A votação, prevista pela Constituição de 2004, mas adiada em várias ocasiões, acontece em um momento de grande exposição para o país.

O Catar receberá no próximo ano a Copa do Mundo de futebol e as autoridades acreditam que organizar as eleições "provocará uma atenção positiva" para o país, afirmou Luciano Zaccara, especialista na região do Golfo e professor na Universidade do Catar.

"É uma forma de mostrar que o país está no bom caminho, que deseja mais participação política", completou.

Na prática, no entanto, os analistas não esperam grandes mudanças após as eleições no maior produtor e exportador mundial de gás natural liquefeito.

- Votação com limites -

Os cartazes dos candidatos foram espalhados pelas cidades do país.
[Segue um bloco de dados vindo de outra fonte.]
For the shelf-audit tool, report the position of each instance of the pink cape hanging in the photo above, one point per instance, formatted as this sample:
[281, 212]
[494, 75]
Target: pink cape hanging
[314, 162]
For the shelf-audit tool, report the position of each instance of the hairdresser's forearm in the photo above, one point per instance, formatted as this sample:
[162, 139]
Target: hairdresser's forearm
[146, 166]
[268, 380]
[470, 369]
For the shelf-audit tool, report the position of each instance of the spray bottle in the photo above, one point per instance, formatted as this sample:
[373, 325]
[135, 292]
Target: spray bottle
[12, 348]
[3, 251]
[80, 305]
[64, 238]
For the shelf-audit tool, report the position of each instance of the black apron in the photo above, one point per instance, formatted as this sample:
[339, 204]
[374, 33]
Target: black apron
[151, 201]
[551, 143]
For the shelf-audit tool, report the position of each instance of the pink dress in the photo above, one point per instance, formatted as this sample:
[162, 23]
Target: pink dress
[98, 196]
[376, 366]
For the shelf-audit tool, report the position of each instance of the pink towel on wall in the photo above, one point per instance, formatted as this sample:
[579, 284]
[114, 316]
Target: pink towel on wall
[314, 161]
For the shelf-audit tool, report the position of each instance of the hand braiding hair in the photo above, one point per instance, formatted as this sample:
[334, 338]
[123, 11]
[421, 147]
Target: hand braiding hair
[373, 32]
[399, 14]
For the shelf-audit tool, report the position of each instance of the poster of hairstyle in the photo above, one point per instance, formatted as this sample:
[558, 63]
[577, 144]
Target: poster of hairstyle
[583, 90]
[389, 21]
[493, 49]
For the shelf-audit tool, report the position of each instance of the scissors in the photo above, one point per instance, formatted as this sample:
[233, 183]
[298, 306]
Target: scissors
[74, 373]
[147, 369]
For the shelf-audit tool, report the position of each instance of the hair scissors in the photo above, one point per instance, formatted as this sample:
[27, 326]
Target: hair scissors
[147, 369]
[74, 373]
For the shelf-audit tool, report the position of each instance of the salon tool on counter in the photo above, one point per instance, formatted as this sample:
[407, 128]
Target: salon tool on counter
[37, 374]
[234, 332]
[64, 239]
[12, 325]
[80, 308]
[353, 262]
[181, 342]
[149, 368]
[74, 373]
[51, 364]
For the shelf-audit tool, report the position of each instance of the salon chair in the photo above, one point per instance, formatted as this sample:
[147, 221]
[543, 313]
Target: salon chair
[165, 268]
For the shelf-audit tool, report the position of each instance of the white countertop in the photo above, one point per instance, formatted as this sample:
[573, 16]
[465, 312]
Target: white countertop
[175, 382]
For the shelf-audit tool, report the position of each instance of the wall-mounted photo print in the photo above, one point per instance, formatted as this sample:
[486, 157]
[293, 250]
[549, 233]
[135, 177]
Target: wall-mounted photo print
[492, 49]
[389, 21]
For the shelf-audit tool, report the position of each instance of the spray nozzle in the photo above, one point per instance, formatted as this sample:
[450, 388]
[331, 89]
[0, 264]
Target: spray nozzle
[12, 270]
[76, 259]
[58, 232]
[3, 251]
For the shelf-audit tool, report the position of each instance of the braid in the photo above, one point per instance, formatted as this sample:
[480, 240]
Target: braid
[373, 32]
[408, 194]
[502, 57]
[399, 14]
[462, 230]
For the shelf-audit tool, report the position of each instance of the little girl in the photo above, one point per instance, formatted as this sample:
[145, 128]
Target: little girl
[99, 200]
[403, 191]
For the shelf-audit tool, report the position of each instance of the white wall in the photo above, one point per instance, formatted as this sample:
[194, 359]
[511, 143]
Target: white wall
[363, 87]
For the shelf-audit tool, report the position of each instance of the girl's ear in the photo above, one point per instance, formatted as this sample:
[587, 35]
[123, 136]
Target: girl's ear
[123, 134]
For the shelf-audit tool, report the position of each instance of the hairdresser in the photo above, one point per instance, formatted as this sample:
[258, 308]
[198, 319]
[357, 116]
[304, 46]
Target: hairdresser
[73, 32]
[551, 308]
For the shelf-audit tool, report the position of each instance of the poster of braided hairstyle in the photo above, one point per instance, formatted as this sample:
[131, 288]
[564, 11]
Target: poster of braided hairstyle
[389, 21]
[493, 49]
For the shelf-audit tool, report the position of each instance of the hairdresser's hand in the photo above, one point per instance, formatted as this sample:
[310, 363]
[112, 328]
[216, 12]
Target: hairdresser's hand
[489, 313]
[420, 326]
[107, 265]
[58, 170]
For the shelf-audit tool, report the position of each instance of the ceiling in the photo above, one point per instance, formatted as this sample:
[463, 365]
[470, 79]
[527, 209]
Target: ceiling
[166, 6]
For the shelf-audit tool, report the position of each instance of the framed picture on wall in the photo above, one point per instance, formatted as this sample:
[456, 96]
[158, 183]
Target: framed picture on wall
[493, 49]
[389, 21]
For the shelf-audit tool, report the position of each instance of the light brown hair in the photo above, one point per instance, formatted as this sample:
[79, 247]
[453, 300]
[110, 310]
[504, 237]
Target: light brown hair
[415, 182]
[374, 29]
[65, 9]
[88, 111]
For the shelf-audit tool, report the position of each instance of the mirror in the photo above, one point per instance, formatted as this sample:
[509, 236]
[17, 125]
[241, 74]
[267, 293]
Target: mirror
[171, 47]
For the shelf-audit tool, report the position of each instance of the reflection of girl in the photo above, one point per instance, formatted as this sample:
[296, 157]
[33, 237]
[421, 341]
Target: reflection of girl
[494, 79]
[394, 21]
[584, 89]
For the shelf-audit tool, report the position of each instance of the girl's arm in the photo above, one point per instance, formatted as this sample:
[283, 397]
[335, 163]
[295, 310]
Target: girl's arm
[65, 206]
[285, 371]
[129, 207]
Alguns comícios foram organizados e anúncios eleitorais foram exibidos na televisão. Mas a política externa e o status da monarquia continuam sendo temas tabu.

Outras limitações também foram registradas. Os 284 candidatos originais, incluindo apenas 28 mulheres, precisaram da aprovação do poderoso ministério do Interior, seguindo critérios como idade, caráter ou histórico judicial.

Os candidatos também foram obrigados a informar o ministério com antecedência sobre suas ações de campanha e os nomes das pessoas que discursariam nos eventos.

"É um dia histórico (...) me sinto feliz. Espero que o próximo conselho esteja à altura do momento que o Catar e o mundo vivem", declarou à AFP Ali Abdullah al-Julaifi, eleitor de 44 anos.

Outra questão importante é que a maioria dos 2,5 milhões de habitantes do emirado são estrangeiros e não podem votar.

E entre os 330.000 cidadãos cataris, apenas os descendentes daqueles que já eram cidadãos em 1930 foram autorizados a votar e apresentar candidaturas.

Não é a primeira vez que os cataris participam em um processo eleitoral, uma vez que já votaram em reformas constitucionais ou eleições locais.